Are you team “active” or team “relax” while on vacation? And are you intent on resting your mind or your body too? When summer comes around, we are already fatigued, exhausted and worn out from work and heat. Yet, the secret to recharging our energy is often not inactivity. It’s workout. I am telling you this as a specialist, but also – and possibly even more – as a sportsman. You may actually not know it, but I still feel and am a professional athlete who has lent himself to ophthalmology rather than an ophthalmologist who practices sports.
I have been a sportsman, first and foremost a pro basketball player, all my life. This has shaped my character, my mind and therefore my behavior. I have learned to always be attentive to people and situations, to never judge others, and to respect everybody for who they are. I have always seen all my patients as “sportsmen” and I always will, regardless of whether I am helping professional athletes enhance their performance or anyone else improve their freedom of movement through the best vision possible.
As a matter of fact, when it comes to resting your mind (and eyes), nothing is better than move your body. This is what living as an athlete truly means to me. Besides, sports gave me a plethora of positive experiences that have made me the person I am today. Let me tell you how.
Live as an athlete
1. As a child, I got used to training exercises, road-game bus trips, run-down hotels, dawn wake-up calls, aches and injuries, but I never worried as my only focus was to improve myself and to win.
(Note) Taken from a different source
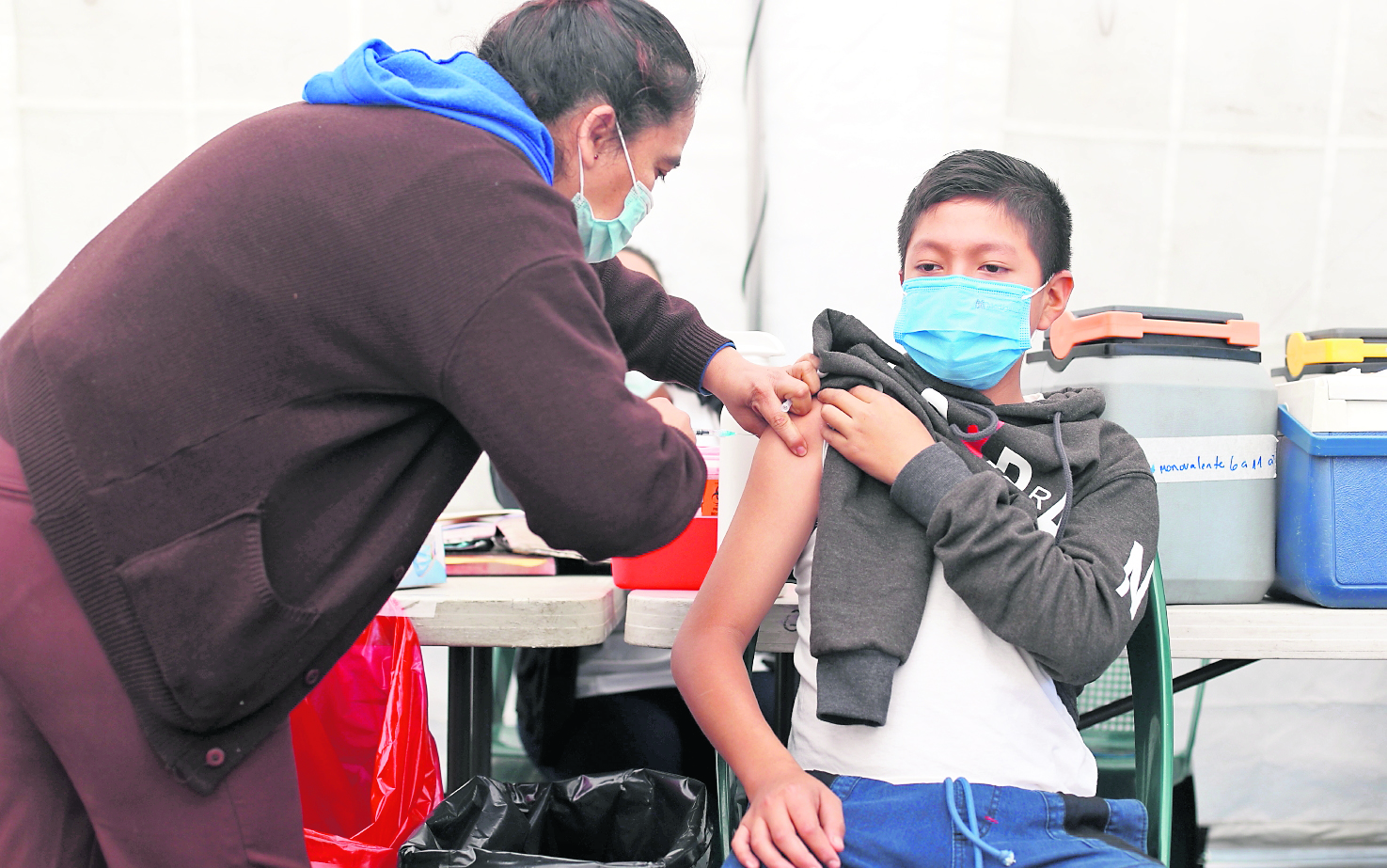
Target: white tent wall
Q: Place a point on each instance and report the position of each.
(102, 97)
(1222, 154)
2. I never commented or judged my teammates based on who their parents were, whether they were richer or poorer, more ignorant or more educated than me. Only our friendship and our bonding mattered.
3. I got used to self-sacrificing, to training, to working hard, to swallowing coaches’ harsh words and few compliments. This was the right path to improvement and ultimate success for my personality. I have never liked adoring coaches always ready to heap praise on you. Your reward is in the results.
4. I absorbed the culture of failure and losing in order to understand how to get back up and try harder, and the culture of pain (due to accidents and injuries) – all of which is key to forging characters and preparing for life.
5. Lastly, I cultivated the ability to acknowledge my opponents’ skills and I have never sought preferential treatment or pulled strings, i.e. the basic principles of sportsmanship.
These experiences, which I later lived in my daily professional life, pushed me to do better and better, without ever giving up. Sports have taught me how to live life and to be fair, always. That is why I have built wonderful relationships with my athletes-patients that last even after surgery.
I realized that they needed me and they trusted me. Putting their eyes, and thus their career, in my hands proved they had unlimited faith in me. I was their strongest coach or teammate, the one everyone clings to in times of trouble.
Do you want to enjoy the summer rest and the rest of your life? Make time every day to exercise and if you have vision problems, deal with them as soon as you get back. We are all athletes; it’s just a matter of training (and looking far ahead).